By not choosing a beneficiary, you can create a legal nightmare for your heirs, as well as reducing the payment they could ultimately receive. The proceeds of the policy without a named beneficiary—large or small—become part of the policyholder’s estate and are then governed by the will and the way in which the executor doles it out. No will? Even worse. The life insurance payout is now the province of a probate court.
Branches on the Tree of Life.
There are a multitude of options when choosing beneficiaries. These range from one to several beneficiaries, and different ways to divvy up the money they’ll get:
One way is per capita, or by “head,” in which case the amount is split equally between all beneficiaries, often the children.
Another is per stirpes, or by “branches.” This means that if a child predeceases the policyholder then his or her children—the branches—receive what would otherwise be shared among the living children. Per stirpes is a valuable tool for protecting grandchildren, particularly if they’ve lost a parent.
When it comes to protecting grandchildren, or even that pair of beagles who were your best friends during your later years, nothing works as well as setting up a trust for all, or at least some, of the money in your policy.
“Name the trust as the recipient of the life insurance proceeds,” suggests Vice President Andy Bucklee of Lincoln Financial Group. With a trust, the life insurance proceeds automatically go into the trust and not the estate.
But if you decide to take this route, it’s critical to find good trustees. A policyholder might want to ensure that a young beneficiary doesn’t squander his inheritance on a Lamborghini and forget about college. The policyholder may also want to guarantee that a favorite charity receives the money needed to help end world hunger, or just prevent the cats from being taken to the pound.
A trust is a way to accomplish this. In a sense it keeps your hand on the tiller of your financial ship even after you’re gone. An attorney can help you make a trust as part of an estate plan.
Life Insurance Is a Living Document.
While a life insurance policy is a contract, it’s important to remember that it’s not set in stone. It’s a living document—at least while the policyholder is alive—and its beneficiaries can be changed at any time with either a request form or online, says MassMutual’s Wallace.

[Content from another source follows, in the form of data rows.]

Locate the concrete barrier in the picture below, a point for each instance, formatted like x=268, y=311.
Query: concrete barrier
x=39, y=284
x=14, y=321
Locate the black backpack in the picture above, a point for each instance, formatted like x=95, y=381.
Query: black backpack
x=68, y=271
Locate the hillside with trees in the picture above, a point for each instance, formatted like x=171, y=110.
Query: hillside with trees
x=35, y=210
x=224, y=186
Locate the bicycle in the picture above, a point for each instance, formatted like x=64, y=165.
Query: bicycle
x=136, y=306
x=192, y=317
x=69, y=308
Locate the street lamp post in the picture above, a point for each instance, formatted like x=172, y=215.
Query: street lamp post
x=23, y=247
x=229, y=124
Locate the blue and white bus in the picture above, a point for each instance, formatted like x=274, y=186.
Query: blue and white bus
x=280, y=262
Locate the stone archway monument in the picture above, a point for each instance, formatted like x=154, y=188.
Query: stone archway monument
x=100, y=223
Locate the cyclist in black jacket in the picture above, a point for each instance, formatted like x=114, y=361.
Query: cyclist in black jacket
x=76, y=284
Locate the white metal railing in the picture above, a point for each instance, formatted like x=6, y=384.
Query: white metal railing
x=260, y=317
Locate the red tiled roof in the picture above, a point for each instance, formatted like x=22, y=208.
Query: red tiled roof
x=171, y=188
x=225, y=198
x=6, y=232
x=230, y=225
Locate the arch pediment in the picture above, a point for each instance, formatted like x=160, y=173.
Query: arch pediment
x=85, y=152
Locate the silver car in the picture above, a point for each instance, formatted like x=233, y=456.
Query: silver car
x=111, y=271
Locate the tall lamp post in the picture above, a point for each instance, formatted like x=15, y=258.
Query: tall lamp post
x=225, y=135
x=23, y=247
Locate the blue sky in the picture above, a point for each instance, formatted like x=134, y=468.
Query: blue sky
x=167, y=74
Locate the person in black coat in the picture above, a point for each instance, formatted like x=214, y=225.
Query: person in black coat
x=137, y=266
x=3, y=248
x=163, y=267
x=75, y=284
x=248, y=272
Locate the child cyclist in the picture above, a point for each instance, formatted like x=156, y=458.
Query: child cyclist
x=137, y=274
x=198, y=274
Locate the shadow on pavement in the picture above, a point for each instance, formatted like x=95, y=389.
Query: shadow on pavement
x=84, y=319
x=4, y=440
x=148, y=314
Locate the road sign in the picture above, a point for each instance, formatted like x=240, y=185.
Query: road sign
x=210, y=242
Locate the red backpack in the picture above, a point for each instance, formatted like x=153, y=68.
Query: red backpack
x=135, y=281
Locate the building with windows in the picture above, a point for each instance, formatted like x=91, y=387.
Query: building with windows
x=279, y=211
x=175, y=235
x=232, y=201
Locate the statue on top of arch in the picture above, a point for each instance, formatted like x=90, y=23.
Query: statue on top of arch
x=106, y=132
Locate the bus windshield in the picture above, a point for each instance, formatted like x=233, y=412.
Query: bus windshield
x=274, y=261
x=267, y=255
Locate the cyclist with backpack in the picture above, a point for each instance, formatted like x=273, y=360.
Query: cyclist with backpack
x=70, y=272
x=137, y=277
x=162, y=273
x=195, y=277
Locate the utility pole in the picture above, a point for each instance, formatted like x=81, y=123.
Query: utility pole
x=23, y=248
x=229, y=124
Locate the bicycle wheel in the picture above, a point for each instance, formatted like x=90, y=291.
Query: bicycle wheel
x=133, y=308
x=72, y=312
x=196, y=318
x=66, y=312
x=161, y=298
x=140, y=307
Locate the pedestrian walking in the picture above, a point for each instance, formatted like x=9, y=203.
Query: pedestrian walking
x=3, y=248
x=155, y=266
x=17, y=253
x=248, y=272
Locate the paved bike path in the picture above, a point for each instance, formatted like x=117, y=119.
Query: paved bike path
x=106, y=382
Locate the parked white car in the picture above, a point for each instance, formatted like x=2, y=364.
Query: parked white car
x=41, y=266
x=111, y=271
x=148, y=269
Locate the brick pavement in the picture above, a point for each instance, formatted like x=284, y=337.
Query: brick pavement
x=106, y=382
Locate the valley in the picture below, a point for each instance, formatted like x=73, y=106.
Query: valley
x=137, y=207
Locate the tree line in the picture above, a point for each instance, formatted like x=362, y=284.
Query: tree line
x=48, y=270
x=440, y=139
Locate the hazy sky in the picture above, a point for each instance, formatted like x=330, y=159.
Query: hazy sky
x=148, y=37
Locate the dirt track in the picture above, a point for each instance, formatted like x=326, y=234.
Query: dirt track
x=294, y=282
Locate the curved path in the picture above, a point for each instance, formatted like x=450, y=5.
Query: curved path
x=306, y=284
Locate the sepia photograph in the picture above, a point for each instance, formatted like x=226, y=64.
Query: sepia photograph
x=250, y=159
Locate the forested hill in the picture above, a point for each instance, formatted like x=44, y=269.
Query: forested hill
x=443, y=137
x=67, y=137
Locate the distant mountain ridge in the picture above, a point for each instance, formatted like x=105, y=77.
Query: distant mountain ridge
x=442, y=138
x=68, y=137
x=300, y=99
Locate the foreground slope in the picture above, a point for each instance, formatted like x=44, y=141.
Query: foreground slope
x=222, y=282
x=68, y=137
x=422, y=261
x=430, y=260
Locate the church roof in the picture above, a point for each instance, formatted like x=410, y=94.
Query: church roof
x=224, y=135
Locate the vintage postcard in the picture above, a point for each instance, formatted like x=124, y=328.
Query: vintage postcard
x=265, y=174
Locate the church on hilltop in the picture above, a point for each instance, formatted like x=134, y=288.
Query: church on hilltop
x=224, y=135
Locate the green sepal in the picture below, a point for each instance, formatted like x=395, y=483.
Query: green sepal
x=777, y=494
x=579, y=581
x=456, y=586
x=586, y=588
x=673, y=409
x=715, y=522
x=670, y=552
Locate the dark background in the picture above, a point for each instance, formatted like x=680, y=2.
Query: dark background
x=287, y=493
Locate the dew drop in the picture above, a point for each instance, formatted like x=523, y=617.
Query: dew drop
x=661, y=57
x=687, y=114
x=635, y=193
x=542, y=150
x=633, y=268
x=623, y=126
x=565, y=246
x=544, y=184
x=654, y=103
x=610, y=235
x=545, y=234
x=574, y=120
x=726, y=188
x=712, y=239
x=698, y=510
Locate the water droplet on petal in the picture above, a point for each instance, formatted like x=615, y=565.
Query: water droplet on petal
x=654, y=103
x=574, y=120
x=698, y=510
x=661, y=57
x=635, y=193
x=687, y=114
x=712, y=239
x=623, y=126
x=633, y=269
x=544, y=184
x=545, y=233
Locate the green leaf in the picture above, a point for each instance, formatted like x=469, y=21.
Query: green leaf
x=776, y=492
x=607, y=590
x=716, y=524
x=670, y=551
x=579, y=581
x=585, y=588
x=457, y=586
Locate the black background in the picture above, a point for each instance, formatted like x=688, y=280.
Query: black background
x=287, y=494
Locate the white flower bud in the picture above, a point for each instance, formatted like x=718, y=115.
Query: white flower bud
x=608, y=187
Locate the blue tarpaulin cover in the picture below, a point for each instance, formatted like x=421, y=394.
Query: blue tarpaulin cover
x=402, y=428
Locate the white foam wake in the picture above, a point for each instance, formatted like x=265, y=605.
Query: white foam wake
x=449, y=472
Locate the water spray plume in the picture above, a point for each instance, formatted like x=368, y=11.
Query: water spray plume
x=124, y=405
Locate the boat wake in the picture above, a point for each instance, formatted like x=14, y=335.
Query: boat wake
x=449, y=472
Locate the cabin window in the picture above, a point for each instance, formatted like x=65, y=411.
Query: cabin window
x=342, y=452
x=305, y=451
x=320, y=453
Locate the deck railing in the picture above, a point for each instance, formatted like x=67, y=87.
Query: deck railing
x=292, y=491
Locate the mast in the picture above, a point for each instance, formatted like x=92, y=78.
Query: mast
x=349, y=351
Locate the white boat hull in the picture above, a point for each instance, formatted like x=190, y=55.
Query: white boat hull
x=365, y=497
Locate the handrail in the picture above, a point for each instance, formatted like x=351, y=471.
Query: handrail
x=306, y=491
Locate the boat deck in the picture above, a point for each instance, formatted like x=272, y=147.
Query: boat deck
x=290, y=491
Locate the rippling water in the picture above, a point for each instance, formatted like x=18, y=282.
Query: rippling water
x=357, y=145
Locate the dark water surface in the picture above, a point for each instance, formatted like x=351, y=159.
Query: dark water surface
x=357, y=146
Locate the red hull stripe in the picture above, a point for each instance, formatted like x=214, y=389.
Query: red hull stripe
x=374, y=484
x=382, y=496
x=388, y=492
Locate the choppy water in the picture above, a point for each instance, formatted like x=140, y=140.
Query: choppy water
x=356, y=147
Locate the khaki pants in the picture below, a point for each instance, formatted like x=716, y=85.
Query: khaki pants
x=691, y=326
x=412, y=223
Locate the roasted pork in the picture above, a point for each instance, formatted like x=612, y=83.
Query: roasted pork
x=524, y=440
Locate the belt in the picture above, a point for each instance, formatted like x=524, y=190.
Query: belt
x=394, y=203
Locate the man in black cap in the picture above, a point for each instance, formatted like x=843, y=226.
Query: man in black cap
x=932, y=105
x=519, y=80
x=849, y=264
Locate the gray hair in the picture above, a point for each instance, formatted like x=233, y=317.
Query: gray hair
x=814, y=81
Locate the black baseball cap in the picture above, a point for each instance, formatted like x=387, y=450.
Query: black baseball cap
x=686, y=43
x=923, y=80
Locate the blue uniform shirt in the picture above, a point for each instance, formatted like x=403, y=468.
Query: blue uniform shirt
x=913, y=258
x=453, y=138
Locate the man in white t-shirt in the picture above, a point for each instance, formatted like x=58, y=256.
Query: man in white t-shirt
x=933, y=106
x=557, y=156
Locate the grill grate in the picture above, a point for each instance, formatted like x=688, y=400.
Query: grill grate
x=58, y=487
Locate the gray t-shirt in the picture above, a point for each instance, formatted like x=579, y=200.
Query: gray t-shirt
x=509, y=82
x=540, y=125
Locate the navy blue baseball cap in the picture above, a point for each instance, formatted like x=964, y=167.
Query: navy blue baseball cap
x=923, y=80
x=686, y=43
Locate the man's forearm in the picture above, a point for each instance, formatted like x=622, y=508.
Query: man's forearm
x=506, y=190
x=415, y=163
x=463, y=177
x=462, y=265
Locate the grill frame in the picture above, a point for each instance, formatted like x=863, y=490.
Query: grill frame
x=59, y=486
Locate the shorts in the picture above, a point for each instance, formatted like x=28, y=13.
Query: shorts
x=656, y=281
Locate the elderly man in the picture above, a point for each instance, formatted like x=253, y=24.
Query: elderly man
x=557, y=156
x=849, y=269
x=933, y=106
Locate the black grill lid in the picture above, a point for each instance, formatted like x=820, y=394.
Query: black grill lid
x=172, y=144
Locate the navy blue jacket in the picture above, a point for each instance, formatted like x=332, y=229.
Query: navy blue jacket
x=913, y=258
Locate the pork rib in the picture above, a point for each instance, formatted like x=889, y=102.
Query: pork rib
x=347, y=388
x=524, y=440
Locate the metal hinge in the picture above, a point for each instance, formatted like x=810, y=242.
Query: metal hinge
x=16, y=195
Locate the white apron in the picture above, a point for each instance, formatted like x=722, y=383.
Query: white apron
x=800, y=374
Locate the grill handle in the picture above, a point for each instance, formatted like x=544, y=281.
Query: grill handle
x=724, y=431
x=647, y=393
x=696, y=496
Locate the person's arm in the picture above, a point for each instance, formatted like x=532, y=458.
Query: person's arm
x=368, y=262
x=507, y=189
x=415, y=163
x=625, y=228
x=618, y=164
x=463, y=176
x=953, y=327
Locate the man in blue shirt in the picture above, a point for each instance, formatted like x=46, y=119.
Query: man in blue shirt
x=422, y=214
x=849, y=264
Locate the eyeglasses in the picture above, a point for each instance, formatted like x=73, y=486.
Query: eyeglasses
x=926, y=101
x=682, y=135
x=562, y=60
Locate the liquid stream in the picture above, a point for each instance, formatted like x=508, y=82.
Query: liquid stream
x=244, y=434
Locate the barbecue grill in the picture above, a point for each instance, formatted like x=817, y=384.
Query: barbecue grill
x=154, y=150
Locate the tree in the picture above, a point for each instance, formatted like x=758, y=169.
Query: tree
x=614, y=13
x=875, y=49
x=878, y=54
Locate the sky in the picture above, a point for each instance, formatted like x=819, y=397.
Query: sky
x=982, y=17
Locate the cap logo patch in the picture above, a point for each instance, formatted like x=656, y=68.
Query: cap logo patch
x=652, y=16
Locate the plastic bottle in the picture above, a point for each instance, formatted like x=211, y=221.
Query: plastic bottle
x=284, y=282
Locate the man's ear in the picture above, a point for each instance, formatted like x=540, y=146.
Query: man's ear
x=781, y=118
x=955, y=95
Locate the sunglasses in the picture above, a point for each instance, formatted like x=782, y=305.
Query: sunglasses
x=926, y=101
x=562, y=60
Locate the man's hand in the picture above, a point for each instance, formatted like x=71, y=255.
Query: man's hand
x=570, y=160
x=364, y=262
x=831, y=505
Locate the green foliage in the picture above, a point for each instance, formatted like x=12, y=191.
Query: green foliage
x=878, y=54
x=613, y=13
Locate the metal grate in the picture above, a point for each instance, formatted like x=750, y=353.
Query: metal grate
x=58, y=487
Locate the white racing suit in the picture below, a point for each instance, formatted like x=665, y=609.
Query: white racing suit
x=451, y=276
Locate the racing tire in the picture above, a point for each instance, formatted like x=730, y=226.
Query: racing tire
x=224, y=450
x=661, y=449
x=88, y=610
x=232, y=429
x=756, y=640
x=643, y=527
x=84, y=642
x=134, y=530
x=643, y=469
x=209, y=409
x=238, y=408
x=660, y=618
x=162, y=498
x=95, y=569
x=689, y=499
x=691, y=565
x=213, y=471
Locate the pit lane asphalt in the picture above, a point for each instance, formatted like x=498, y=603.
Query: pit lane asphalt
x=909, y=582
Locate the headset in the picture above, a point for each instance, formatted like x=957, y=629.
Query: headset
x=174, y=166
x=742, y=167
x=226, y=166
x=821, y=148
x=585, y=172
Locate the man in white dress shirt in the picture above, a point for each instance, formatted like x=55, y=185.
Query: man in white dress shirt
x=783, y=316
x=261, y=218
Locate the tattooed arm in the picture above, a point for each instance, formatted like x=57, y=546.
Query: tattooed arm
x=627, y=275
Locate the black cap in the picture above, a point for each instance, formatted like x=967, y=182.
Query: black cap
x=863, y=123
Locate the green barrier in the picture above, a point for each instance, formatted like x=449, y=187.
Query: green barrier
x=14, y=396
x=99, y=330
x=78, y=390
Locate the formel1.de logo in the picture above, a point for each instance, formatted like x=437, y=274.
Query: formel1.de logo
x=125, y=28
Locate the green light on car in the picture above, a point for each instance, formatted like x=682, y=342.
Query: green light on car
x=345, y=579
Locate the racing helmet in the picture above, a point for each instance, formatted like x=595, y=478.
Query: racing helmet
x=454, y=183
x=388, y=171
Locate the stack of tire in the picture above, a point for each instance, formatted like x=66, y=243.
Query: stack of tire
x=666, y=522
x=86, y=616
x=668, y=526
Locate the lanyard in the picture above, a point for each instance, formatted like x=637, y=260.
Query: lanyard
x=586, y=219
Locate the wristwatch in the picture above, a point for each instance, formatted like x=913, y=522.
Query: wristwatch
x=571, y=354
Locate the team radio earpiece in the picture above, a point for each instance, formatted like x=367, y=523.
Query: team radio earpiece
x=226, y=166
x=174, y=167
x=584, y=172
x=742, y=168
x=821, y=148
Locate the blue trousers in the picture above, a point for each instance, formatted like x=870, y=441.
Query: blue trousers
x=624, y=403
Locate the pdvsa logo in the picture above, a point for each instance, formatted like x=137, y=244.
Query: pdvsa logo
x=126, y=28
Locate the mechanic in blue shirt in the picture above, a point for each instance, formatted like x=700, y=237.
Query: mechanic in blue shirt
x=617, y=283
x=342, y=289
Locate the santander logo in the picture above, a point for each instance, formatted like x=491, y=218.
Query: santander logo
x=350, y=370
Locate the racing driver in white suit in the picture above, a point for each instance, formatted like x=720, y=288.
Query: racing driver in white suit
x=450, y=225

It’s a good idea to look it over at least once a year.
Your likes and dislikes can lead to change. For example, the child that steps up to the plate during an illness or injury while another sits the bench. Divorce and remarriage can also lead to change, particularly if there are new children to consider.
There are two scenarios when naming a beneficiary.
One is revocable, in which case the policyholder can change who they want at any time.
The other is irrevocable, and in this instance once named, someone can’t be removed from the policy. This might occur with a spouse who may worry about being kicked to the curb in a divorce/remarriage situation.
And speaking of divorce: A settlement might include a stipulation that one or both spouses maintain life insurance, especially if they’re going to owe alimony or child support.
Since your life can constantly change, and people can come and go, insurers recommend naming contingent beneficiaries. These are people or entities like charities that would receive the money if the primary beneficiary has died. This is something that should always be considered, especially if the spouse is a primary beneficiary, and the couple is growing old together.
Yes, the beneficiary is your choice, but it’s also an important choice, and it should never be made lightly. “It makes a statement,” says Wallace, “and it’s part of your legacy.”